—»Je comprends, s'écria-t-il lorsque cet accès d'hilarité fut passé, (il voulait sans doute donner de moi, à celui qui me protégeait, une idée qui le déterminât à m'abandonner,) je comprends parfaitement, Monsieur a plus que nous le talent de vous plaire et vous voulez rester avec lui; mais il n'en sera pas ainsi, je vous en donne ma parole d'honneur; c'est de votre plein gré que vous êtes venue avec nous, et morbleu! vous y resterez.
»Jusqu'alors mon protecteur n'avait rien dit et son silence commençait à m'inquiéter.
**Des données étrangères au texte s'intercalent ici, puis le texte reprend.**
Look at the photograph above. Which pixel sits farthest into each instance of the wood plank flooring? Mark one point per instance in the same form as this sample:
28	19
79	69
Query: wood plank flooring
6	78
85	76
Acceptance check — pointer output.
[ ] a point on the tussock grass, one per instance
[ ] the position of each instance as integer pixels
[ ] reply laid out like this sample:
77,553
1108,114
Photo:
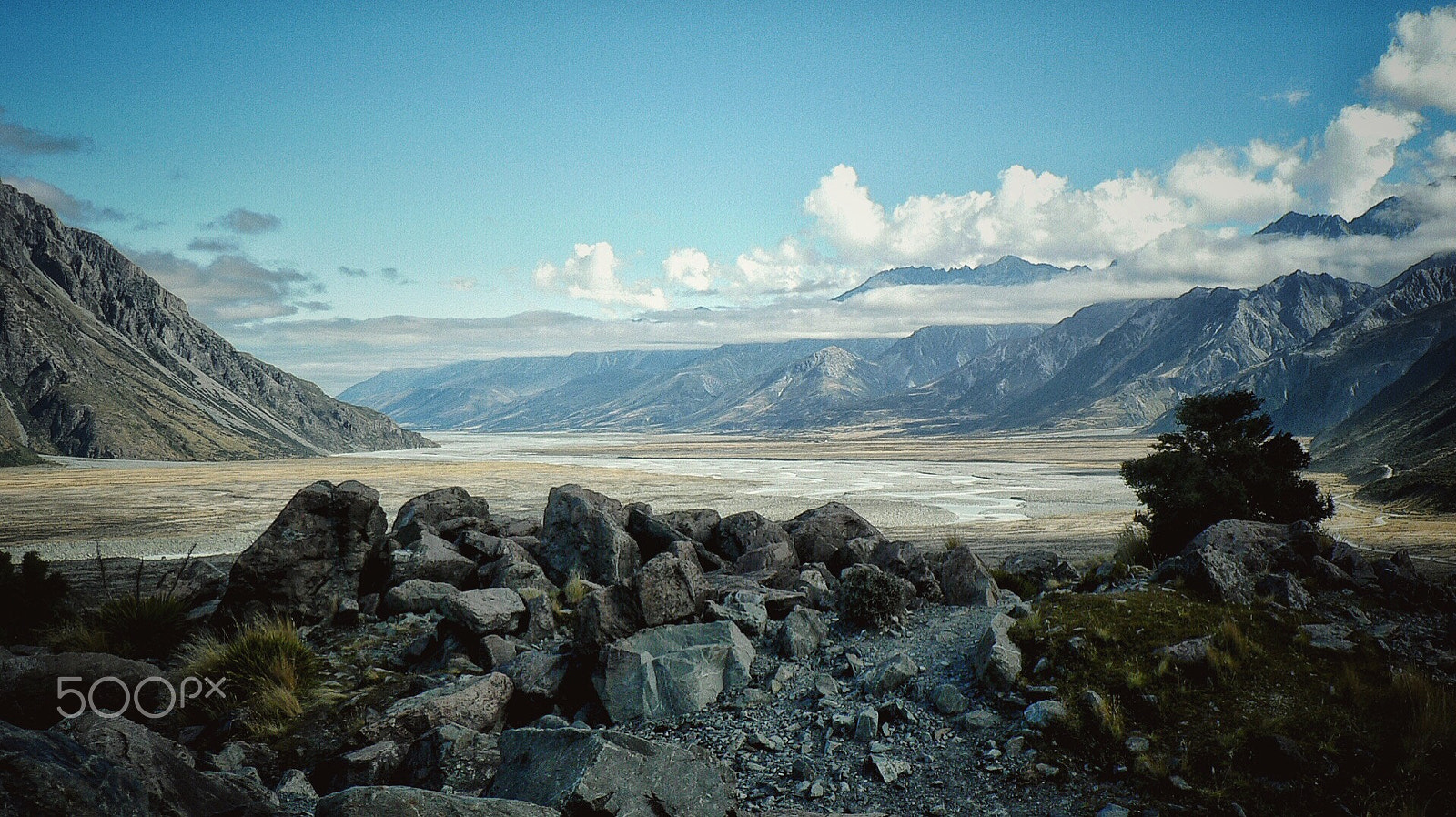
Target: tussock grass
1373,740
273,676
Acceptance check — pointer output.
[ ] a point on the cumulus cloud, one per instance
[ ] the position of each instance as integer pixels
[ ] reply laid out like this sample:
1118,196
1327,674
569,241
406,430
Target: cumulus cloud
66,206
592,274
211,245
232,290
29,142
1419,69
245,222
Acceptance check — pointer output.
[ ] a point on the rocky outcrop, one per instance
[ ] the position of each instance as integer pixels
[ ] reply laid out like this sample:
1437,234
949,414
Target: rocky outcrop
673,671
606,772
102,361
310,558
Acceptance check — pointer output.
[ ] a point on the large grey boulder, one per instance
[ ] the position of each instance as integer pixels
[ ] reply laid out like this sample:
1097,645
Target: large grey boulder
966,580
1227,558
47,773
167,772
433,560
673,671
310,558
485,610
433,510
670,589
606,772
820,532
451,759
477,702
584,532
996,657
28,686
405,802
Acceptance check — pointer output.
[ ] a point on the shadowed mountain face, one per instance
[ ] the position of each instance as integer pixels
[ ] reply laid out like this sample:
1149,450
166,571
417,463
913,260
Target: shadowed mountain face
98,360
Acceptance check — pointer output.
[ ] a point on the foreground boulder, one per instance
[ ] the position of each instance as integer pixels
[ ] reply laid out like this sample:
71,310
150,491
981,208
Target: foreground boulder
475,702
586,533
604,772
28,686
310,557
48,773
820,532
397,802
167,769
673,671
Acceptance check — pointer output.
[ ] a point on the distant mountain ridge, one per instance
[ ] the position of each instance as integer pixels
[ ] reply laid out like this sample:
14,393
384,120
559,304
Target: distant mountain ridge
98,360
1008,271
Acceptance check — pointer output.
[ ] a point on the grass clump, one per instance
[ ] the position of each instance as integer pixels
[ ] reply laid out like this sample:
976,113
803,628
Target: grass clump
31,596
1369,740
871,598
273,676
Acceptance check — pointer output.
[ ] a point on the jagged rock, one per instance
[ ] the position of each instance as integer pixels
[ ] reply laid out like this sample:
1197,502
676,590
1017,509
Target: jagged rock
907,562
399,802
584,532
368,766
430,558
1046,714
309,558
803,634
606,772
1041,570
431,510
820,532
28,686
48,773
1225,558
417,596
485,610
740,535
1283,589
606,615
670,589
451,759
948,700
167,769
893,673
672,671
996,657
744,609
965,580
475,702
698,525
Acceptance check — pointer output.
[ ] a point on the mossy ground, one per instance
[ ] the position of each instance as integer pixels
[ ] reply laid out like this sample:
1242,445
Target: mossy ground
1370,737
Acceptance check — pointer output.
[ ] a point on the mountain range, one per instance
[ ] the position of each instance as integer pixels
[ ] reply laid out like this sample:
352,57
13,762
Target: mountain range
98,360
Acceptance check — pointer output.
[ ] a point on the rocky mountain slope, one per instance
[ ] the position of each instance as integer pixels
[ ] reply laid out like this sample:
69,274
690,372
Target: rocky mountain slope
98,360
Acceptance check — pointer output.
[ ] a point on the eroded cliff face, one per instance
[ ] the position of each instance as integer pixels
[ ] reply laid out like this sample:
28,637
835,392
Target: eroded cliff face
98,360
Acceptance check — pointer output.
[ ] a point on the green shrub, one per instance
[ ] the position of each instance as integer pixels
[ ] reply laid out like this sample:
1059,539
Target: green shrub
29,598
273,676
870,598
131,627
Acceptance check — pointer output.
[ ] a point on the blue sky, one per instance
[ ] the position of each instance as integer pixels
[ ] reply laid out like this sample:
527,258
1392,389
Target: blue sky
472,162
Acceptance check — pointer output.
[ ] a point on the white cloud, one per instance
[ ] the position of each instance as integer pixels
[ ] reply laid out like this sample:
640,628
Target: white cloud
1360,147
691,268
592,274
1419,69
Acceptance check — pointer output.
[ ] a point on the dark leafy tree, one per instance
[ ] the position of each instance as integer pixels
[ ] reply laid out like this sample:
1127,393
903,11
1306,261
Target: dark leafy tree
1227,462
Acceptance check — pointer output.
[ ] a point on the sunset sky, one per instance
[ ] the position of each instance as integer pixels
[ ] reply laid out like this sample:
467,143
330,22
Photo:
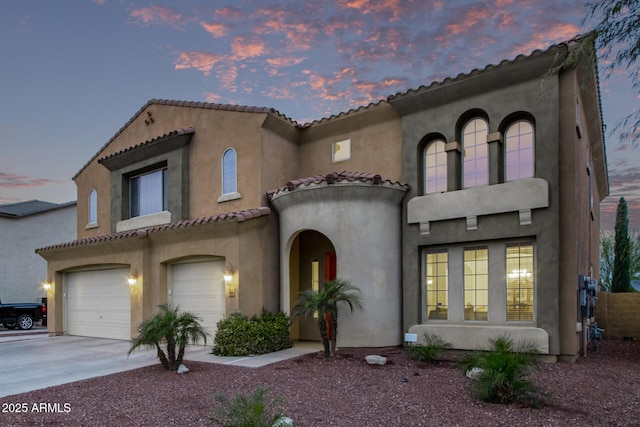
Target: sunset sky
73,72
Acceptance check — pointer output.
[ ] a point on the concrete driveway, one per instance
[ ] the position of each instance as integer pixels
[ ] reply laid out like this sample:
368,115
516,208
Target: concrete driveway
33,360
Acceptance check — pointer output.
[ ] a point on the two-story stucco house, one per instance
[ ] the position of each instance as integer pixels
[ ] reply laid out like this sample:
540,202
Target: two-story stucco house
24,227
465,208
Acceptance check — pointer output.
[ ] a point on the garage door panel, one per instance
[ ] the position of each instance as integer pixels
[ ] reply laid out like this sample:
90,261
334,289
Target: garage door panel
198,287
99,304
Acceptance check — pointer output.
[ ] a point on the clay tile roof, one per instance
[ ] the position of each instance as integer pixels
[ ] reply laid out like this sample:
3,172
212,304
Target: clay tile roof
332,178
181,131
489,67
239,216
191,104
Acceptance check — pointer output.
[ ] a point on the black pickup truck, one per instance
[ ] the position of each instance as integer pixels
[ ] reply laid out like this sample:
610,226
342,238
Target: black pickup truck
23,315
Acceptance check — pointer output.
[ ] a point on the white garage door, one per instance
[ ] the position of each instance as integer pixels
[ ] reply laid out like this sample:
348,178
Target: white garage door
199,287
98,304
Le chevalier avait-il atteint le but qu'il se proposait et allais-je retomber entre les mains de mes persécuteurs? La crainte du danger me donna de nouvelles forces, je ne voulais pas qu'il fût dit que j'avais succombé sans me défendre.
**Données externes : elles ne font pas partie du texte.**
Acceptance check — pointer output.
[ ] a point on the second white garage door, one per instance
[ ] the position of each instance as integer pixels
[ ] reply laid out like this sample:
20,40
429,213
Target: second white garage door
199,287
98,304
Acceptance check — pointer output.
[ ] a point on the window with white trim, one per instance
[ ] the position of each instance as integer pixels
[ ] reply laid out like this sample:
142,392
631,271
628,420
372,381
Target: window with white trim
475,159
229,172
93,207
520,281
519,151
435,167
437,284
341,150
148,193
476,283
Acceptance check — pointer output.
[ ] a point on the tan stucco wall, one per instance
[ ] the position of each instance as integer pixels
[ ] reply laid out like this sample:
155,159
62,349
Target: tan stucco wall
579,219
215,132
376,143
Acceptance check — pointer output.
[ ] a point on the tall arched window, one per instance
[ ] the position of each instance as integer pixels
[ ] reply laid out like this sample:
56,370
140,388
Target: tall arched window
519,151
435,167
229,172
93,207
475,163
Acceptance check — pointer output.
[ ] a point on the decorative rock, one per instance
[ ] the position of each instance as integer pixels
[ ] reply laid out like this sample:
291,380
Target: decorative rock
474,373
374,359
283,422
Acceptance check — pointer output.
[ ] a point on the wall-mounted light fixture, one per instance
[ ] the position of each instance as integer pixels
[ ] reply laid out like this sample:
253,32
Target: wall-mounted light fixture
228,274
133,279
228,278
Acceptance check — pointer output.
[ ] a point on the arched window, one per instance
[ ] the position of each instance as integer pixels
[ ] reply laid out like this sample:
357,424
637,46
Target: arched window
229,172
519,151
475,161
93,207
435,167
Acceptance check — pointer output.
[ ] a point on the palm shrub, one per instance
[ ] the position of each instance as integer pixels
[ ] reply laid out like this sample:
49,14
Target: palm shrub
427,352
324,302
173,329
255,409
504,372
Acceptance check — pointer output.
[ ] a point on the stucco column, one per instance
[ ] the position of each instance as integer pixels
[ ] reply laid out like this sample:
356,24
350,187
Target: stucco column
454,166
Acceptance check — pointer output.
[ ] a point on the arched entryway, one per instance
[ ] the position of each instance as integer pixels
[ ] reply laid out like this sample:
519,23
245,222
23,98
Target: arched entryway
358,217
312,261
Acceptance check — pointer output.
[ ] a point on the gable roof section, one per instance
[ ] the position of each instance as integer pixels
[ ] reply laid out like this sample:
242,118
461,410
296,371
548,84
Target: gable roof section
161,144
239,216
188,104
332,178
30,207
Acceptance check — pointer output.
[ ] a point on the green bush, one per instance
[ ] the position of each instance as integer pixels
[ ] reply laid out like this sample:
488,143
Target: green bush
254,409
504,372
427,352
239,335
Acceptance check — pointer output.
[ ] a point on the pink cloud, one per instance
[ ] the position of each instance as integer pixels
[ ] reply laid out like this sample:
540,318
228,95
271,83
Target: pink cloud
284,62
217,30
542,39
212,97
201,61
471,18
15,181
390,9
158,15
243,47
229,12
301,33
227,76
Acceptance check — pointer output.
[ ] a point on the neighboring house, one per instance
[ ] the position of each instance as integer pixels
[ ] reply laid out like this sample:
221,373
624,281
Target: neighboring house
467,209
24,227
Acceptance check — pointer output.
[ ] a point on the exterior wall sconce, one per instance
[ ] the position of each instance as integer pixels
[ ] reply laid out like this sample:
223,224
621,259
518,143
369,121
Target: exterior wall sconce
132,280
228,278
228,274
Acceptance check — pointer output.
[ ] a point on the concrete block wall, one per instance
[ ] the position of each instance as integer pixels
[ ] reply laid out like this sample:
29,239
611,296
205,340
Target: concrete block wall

—»Monsieur! monsieur! m'écriai-je en serrant avec force le bras de jeune homme, ne le croyez pas; et sans lui laisser le temps de me répondre, je lui dis en quelques mots comment j'avais été amenée à aller au bal de l'Opéra et pourquoi j'étais venue implorer sa protection.
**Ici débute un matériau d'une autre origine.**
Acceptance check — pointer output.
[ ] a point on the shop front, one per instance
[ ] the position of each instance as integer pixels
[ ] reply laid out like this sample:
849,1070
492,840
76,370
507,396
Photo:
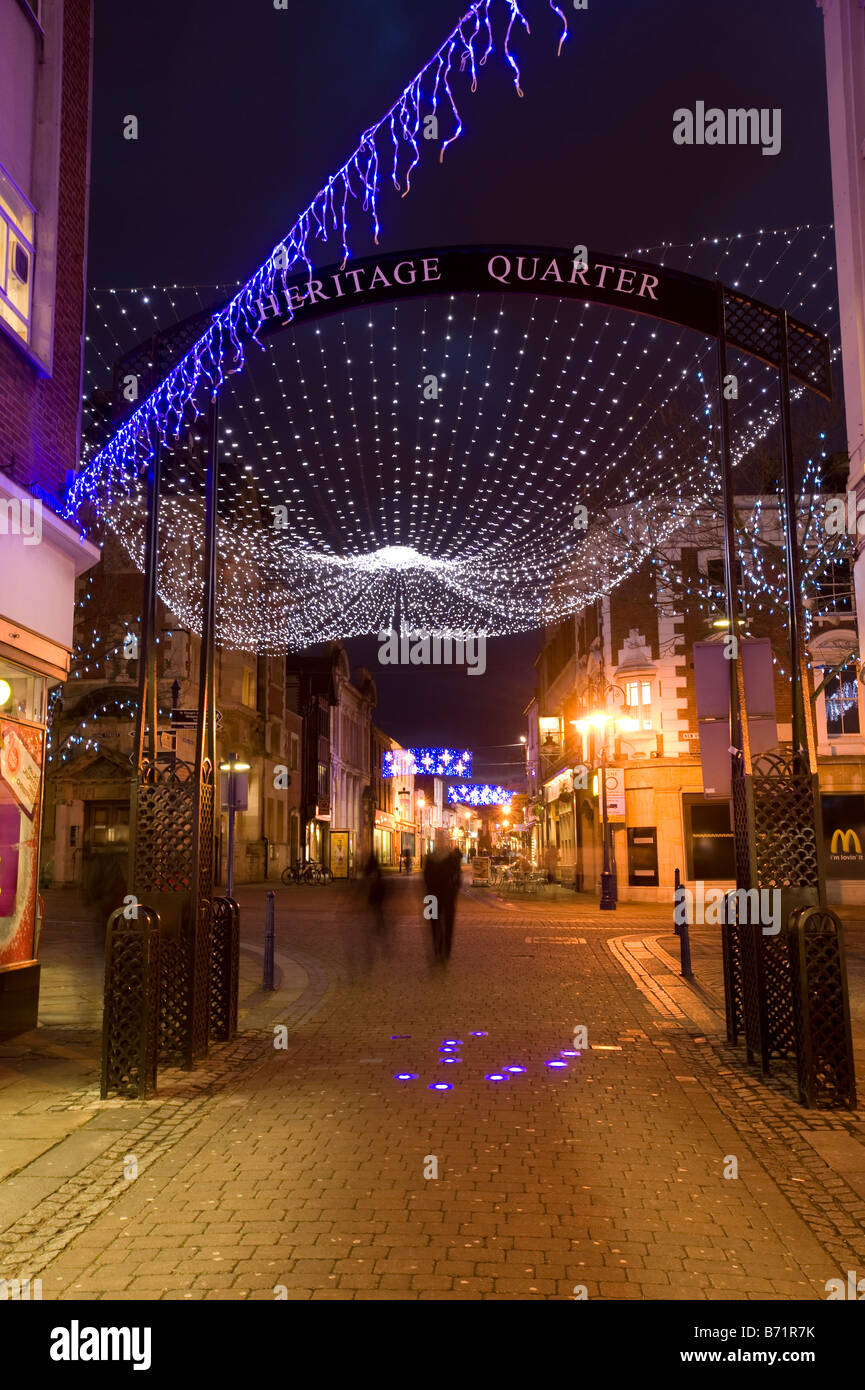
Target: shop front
383,838
36,612
22,736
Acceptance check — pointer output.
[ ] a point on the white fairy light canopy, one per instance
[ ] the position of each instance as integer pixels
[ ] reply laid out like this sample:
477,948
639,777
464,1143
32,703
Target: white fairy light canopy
472,462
—»Fariboles, que tout cela, s'écria le chevalier de Saint-Firmin, pures fariboles; venez charmante odalisque, nous avons commandé du punch, venez en prendre votre part, et il avançait sa main pour me saisir.
»Je poussai des cris perçants.
—»Arrière, monsieur, dit mon protecteur d'une voix éclatante, arrière. Et comme le frêle et chétif chevalier s'était placé devant nous et paraissait disposé à nous disputer le passage, il le repoussa si rudement qu'il l'envoya rouler à dix pas devant lui.
»Celui-ci se releva tout meurtri.—Monsieur, vous me rendrez raison de cette offense, dit-il d'une voix piteuse.
—»Allons, allons, monsieur le limonadier factice, je vous ai reconnu malgré vos lunettes, lui dit le jeune homme de l'air le plus dédaigneux, ne vous mettez pas en colère, retournez dans votre bouge, reprenez votre costume et vos moustaches grises, et faites préparer pour vos acteurs pygmées les rafraîchissements dont ils doivent avoir besoin après avoir dansé la polka, vous savez bien que les gens qui se respectent ne se battent pas avec vous; mais comme au portrait que mademoiselle vient de m'en tracer, j'ai deviné que votre compagnon, en tout ceci, n'est autre que monsieur le comte de ***, dont vous êtes le proxénète ordinaire, vous pouvez lui dire de ma part que je suis tout à son service. Vrai Dieu! ce sera faire une bonne action que de débarrasser la société de ce vieux représentant des mœurs de la régence.
»Je tremblais de tous mes membres, car je venais d'apercevoir parmi les quelques personnes rassemblées autour de nous celui dont mon protecteur parlait avec tant de mépris.
—»Répéteriez-vous devant la personne dont vous parlez, ce que vous venez de dire, dit le comte de ***?